Dedicated bronzeback anglers believe there are really only two types of smallmouth bass. Big smallmouth and everything else. By big, they mean fish over five pounds. But that is really a relative term based one where you live. In the southern regions of the smallmouth range, a three and a half pound fish is an excellent fish. Four pounds are trophies and five pound fish are very rare. But in areas where they are available, you have to present to big fish to catch big fish.
Moving water, big baits and bad weather will produce a lot of big fish. Just like many other species, to catch big fish you need big baits. I upsize everything for trophy fish. Giant jigs, in the one ounce size with five inch craw trailers. Worms in the seven to nine inch size. And seven inch swim baits are common as well.

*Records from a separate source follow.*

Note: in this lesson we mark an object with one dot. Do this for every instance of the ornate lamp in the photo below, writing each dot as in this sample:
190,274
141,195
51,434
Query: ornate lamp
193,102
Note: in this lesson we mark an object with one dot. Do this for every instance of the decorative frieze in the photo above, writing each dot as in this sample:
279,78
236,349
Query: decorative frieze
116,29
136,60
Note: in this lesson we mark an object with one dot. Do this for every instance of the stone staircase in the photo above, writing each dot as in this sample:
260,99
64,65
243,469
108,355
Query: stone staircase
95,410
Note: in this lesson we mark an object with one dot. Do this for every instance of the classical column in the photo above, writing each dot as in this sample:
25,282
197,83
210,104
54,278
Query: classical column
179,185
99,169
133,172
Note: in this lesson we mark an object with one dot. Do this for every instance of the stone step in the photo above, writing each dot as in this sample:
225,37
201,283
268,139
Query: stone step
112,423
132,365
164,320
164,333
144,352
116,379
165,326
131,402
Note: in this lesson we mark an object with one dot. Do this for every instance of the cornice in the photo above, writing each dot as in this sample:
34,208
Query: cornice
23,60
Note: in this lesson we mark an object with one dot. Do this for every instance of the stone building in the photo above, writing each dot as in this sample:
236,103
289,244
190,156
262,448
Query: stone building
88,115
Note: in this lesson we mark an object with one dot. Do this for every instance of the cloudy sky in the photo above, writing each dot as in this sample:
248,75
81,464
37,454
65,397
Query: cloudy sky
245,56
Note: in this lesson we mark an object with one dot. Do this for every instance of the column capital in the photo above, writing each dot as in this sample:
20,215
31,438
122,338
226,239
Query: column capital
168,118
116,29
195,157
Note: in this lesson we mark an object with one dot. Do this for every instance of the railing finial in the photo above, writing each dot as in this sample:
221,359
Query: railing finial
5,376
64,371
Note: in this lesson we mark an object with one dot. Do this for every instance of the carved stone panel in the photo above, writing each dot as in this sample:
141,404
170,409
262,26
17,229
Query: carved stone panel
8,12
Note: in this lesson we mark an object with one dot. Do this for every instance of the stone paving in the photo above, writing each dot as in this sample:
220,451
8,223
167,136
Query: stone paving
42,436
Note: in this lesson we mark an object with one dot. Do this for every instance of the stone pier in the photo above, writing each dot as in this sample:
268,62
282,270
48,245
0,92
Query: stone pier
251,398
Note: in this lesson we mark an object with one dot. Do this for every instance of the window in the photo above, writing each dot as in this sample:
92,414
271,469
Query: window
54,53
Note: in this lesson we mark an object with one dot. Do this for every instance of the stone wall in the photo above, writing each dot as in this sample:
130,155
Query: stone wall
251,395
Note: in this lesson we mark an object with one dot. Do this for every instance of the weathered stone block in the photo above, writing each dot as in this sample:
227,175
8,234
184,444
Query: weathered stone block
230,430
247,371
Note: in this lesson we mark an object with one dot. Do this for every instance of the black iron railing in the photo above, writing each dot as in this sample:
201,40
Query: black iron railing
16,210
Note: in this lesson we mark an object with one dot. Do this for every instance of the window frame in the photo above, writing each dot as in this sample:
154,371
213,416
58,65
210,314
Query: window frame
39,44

For some reason big fish like to congregate in bad weather. Windy days push baitfish against the shore and the big fish follow. Find the windward side of the islands and fish them heavily. Anchor up a good cast away and work it heavily. If the water is from four feet to fifteen feet all the better. Crankbaits, copper bladed spinnerbaits and even swimming jigs will all produce fish.
Smallmouth bass are some of the most aggressive fish out there, they fight hard, are strong and very tasty on the table. If you have not tried them, now is a great time to get out there and try your hand at some smallies.